Questa critica ha più di un fondo di verità. Per tanti anni molti impianti in fiera sono stati dimostrati con un ventaglio di brani ormai noti a tutti gli audiofili. Brani che si ascoltano ripetutamente e diffusamente, proprio come accaduto con il titolo dei Pink Floyd. Qualche esempio oltre TDSOTM? Hotel California degli Eagles in versione acustica, Hugh Masakela Live, Take Five di Dave Brubeck e così via…

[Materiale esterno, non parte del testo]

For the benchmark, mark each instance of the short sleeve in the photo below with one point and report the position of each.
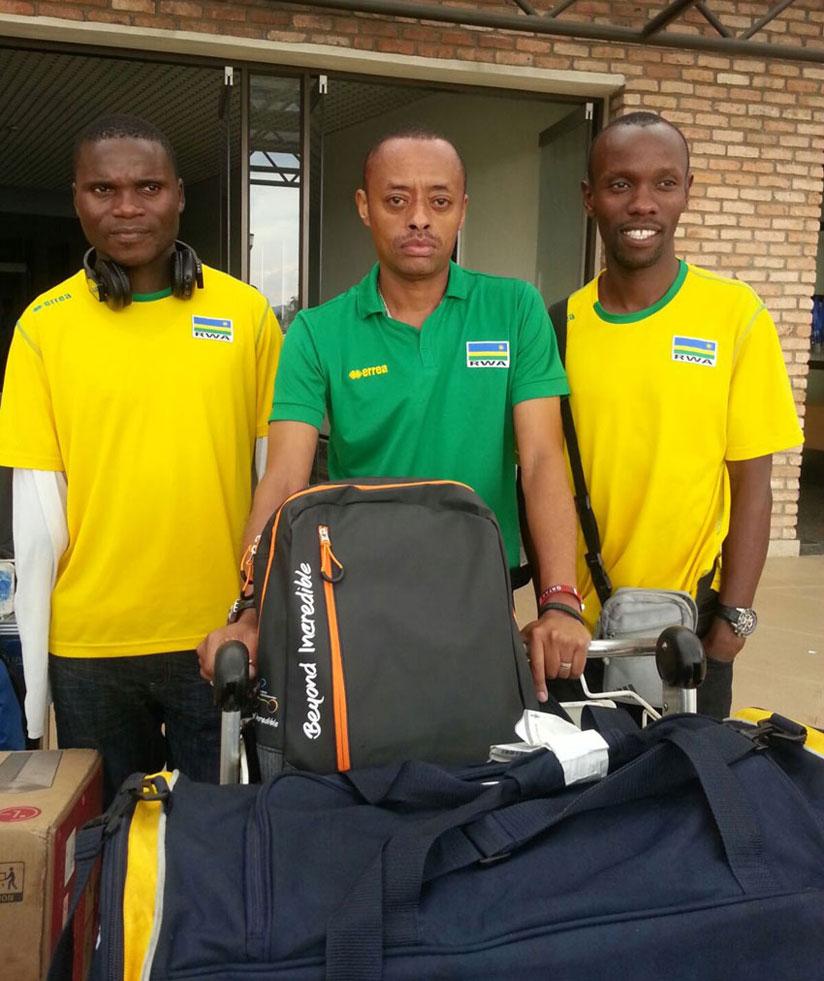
(28, 435)
(761, 414)
(300, 384)
(538, 370)
(268, 343)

Eppure in 459 numeri di AUDIOreview è stata recensita qualche decina di migliaia di titoli. Il nostro Marco Cicogna seleziona su ogni fascicolo incisioni “Audiophile Grade” per le orecchie degli appassionati, anche quelli più esigenti in termini di qualità, artistica e tecnica. In ogni recensione vengono indicati, più o meno direttamente, i brani impiegati per l’esperienza d’ascolto.

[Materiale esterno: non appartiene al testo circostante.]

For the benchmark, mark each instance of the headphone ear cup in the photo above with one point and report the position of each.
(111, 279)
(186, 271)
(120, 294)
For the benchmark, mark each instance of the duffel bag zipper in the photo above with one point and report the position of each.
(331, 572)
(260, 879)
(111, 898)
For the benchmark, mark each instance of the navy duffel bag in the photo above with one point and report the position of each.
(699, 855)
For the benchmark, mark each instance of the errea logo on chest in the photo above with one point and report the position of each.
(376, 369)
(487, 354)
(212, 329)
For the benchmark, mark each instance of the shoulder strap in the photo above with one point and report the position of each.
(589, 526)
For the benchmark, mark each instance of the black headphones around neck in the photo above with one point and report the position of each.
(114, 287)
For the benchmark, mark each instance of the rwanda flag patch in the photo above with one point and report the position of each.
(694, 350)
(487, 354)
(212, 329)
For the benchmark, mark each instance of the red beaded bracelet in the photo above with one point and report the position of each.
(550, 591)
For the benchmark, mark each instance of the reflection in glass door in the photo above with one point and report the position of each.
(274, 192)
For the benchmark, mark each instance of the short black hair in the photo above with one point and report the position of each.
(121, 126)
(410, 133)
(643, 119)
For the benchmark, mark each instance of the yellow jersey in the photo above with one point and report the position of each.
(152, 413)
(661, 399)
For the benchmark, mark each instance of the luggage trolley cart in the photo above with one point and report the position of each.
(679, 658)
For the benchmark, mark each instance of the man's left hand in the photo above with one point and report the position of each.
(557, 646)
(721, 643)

Certo, usare uno o più brani musicali quali “strumenti”, veri e propri ferri del mestiere per comprendere le peculiarità, e a volte anche cercare i limiti, di un impianto, è una consuetudine ben radicata ed efficace. Ed in fiera, nelle manifestazioni, coloro che propongono le demo degli impianti, sanno cosa proporre per dimostrare i punti di forza dell’impianto, sorvolando sui difetti. Con le dovute eccezioni. C’è anche chi, poco preparato sull’impianto in dimostrazione, rasenta o incorre in brutte figure proponendo brani “poco consoni” alla natura dell’impianto. E c’è chi, come nella demo di Hi-Fi Di Prinzio a Roma, basandosi su un sistema high-end al di sopra di ogni sospetto, riesce a coinvolgere un ingegnere del suono (nello specifico Fabio Camorani, titolare di Audio Nautes Recordings) autore del remastering di pagine altrettanto “sacre” per gli audiofili, ovvero Jazz at Pawnshop e Cantate Domino. Fabio ha saputo affascinare il pubblico presente offrendo confronti tra master su nastro, in vinile (lacca One Step), su CD in vetro (Glass CD) e su file 24/192k, descrivendo tutti i passaggi che la produzione di un supporto e della musica che c’è dentro comportano.

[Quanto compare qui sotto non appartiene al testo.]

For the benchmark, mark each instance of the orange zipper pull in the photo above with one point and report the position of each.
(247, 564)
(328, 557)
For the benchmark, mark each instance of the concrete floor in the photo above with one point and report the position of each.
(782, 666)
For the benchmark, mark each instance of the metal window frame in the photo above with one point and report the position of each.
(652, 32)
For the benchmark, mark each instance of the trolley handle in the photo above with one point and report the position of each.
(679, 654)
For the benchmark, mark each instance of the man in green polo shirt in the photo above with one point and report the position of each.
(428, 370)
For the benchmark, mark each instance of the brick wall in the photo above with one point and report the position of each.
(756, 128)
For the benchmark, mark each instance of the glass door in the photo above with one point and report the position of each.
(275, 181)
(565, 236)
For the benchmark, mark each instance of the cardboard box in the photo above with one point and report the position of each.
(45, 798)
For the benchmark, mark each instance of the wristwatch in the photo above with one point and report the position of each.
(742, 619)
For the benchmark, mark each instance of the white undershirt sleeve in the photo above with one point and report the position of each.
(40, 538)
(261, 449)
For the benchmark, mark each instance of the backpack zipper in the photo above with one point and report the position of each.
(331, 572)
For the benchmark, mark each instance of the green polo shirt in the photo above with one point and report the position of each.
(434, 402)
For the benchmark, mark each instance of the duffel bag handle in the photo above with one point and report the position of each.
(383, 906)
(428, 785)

Un’idea di questo processo, anche volto al recupero e al remastering di grandi opere del passato, come Parsifal, considerato il capolavoro dei Pooh, ce la dà Sabino Cannone nell’interessantissima intervista a cura di Giulio Curiel a pag. 20. Una vera e propria rivelazione di come i master vengono elaborati nei minimi particolari per risultare realistici e conformi alle intenzioni di chi ha realizzato la primissima edizione ma anche quali elaborazioni sono necessarie per proporne una edizione in Dolby Atmos, formato per l’ascolto della musica che tanto successo sta riscuotendo nella riproposizione dei capolavori del passato (Pink Floyd, Clapton ecc) e di produzioni attuali (Peter Gabriel su tutti) e su cui torneremo presto.
Se dunque ai nostri impianti, ma anche a quelli presenti nelle manifestazioni, verranno affidate le tracce “quasi tecniche”, i remastering, gli “Audiophile Recording” consigliati da Marco Cicogna, o qualsiasi altra musica proposta su qualsiasi supporto, compresi quelli “virtuali” (o liquidi che dir si voglia) è necessario ricordare che ciò che si ascolta è, in primis, la qualità del segnale presente nel brano riprodotto. E se visitando una manifestazione si desidera godere l’ascolto di una particolare pagina musicale (o di un brano usato come proprio “strumento di lavoro”) basta chiedere: forse anche chi starà dimostrando un impianto, non vedrà l’ora di ascoltare qualcosa di diverso dalla… solita musica.